Pagi ini, Jumat (20/9/2024), rupiah dibuka sangat cemerlang mencatat rekor terkuatnya sejak Juli 2023 atau dalam 14 bulan terakhir.
Di pasar antarbank Jakarta, rupiah menguat 136 poin atau 0,90% menjadi Rp15.103 per dolar AS pada Jumat pagi, setelah sebelumnya berada di Rp15.239 per dolar AS.
Penguatan ini didorong oleh optimisme pasar yang merespons penurunan suku bunga global.
Berdasarkan data Bloomberg dan Investing per pukul 10.45 WIB, nilai tukar rupiah terhadap dolar AS mencapai Rp15.095 per dolar AS.
Setelah tembus level tertinggi dalam 14 bulan terakhir, rupiah masih berpotensi terus menguat hingga di bawah Rp15.000 per dolar AS sepanjang hari.
Secara teknikal, rupiah sudah berhasil melewati resistance di level Rp15.100 per dolar AS dan diprediksi akan menuju level resistance berikutnya di Rp15.050 per dolar AS.
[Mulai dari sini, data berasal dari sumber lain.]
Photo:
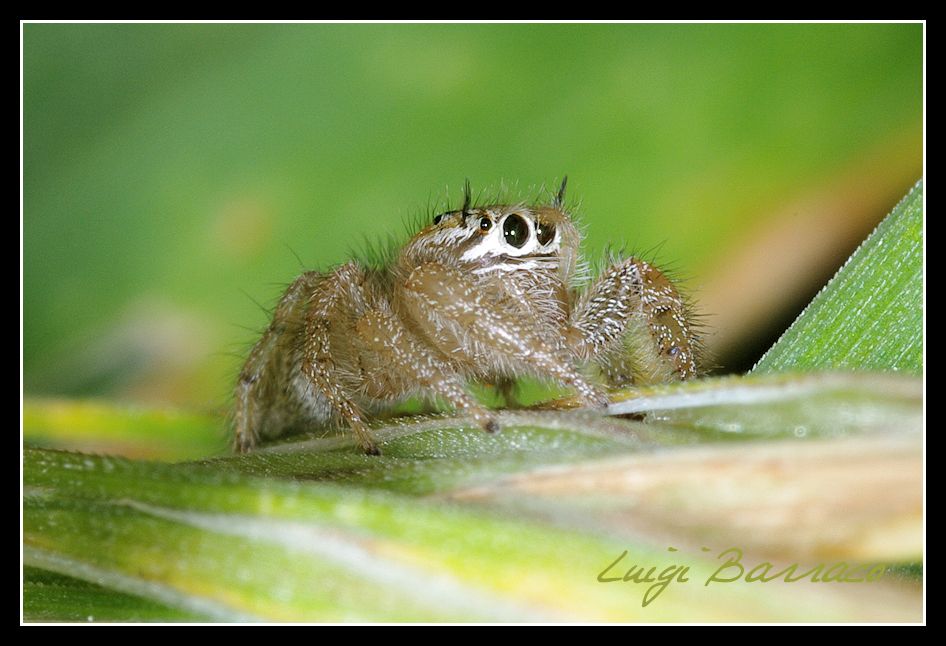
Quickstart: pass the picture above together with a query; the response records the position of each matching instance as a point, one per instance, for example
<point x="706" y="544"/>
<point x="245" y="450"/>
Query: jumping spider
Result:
<point x="485" y="293"/>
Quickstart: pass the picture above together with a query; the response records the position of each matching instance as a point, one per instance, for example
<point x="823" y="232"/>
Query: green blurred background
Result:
<point x="173" y="173"/>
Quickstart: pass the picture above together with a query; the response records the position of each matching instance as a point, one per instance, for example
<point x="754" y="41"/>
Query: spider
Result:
<point x="488" y="293"/>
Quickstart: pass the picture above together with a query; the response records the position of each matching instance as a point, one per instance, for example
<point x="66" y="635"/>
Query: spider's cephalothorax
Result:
<point x="482" y="293"/>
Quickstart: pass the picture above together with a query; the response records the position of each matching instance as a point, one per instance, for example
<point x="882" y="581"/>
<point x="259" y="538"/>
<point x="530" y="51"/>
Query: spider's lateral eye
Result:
<point x="544" y="232"/>
<point x="516" y="230"/>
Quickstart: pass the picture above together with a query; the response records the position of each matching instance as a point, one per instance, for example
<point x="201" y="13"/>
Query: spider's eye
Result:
<point x="544" y="232"/>
<point x="516" y="230"/>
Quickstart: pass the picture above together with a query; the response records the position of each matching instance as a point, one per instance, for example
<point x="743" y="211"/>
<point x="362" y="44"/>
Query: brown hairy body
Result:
<point x="486" y="293"/>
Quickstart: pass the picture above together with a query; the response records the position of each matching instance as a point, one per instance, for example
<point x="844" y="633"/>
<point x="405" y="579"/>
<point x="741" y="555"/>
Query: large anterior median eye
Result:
<point x="544" y="232"/>
<point x="516" y="230"/>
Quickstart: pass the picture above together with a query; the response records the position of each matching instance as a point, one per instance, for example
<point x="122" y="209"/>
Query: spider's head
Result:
<point x="504" y="237"/>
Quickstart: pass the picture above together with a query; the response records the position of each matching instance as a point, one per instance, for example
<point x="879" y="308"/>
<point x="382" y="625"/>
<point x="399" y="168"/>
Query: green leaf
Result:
<point x="132" y="431"/>
<point x="870" y="316"/>
<point x="454" y="524"/>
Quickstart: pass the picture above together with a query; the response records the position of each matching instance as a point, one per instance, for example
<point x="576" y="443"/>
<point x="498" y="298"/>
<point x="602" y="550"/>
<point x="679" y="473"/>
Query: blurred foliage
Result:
<point x="169" y="169"/>
<point x="869" y="316"/>
<point x="451" y="524"/>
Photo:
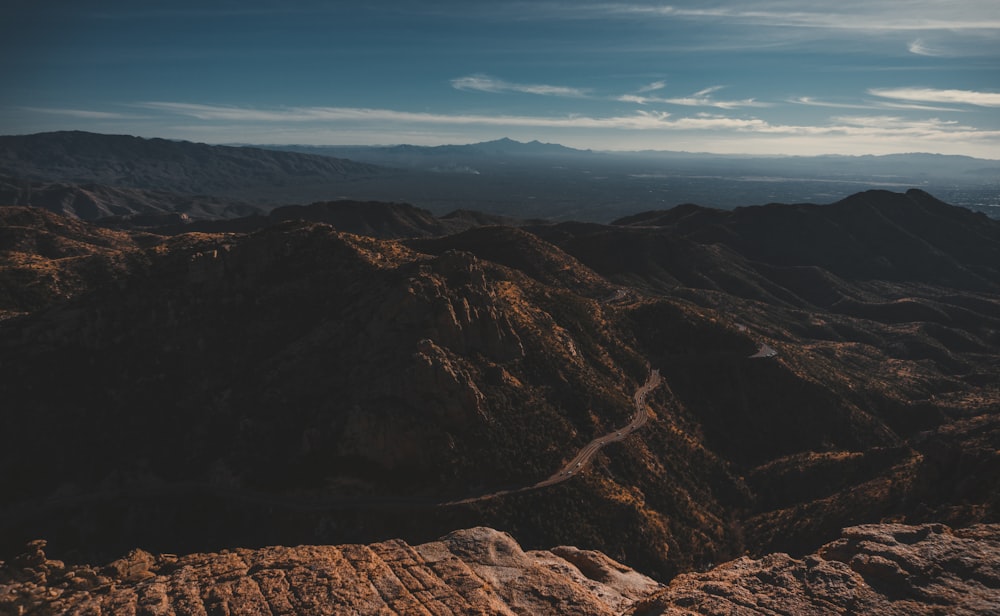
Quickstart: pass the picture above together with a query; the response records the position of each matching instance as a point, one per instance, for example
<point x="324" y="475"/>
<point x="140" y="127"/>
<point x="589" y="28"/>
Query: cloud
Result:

Jika ini tercapai, rupiah berpotensi menembus resistance psikologis di kisaran Rp15.000 hingga Rp14.980 per dolar AS.
Penguatan Rupiah Efek Suku Bunga The Fed Turun?
Penguatan rupiah juga didukung oleh sentimen dari pemangkasan suku bunga oleh Federal Reserve (The Fed) sebesar 50 basis poin (bps) yang dilakukan kemarin.
Pemangkasan suku bunga ini diyakini akan memicu aliran dana keluar dari AS menuju pasar negara berkembang seperti Indonesia, sehingga memberikan dampak positif bagi pasar keuangan domestik.
The Fed menyatakan,inflasi AS sudah bergerak menuju target mereka di angka 2%, namun pemangkasan suku bunga sebesar 50 bps lebih didorong oleh peningkatan tingkat pengangguran di AS.
"Mengingat kemajuan dalam inflasi dan keseimbangan risiko, Komite memutuskan untuk menurunkan suku bunga sebesar 50 bps," tulis The Fed dalam situs resminya.
Lebih lanjut, anggota Federal Open Market Committee (FOMC) memperkirakan suku bunga acuan The Fed akan berada di 4,4% pada akhir tahun ini, yang berarti masih ada potensi penurunan lebih lanjut sebesar 50 bps.
Jika prediksi ini benar, aliran dana cenderung akan keluar dari AS dan masuk ke emerging market seperti Indonesia, memberi sentimen positif pada pasar keuangan domestik.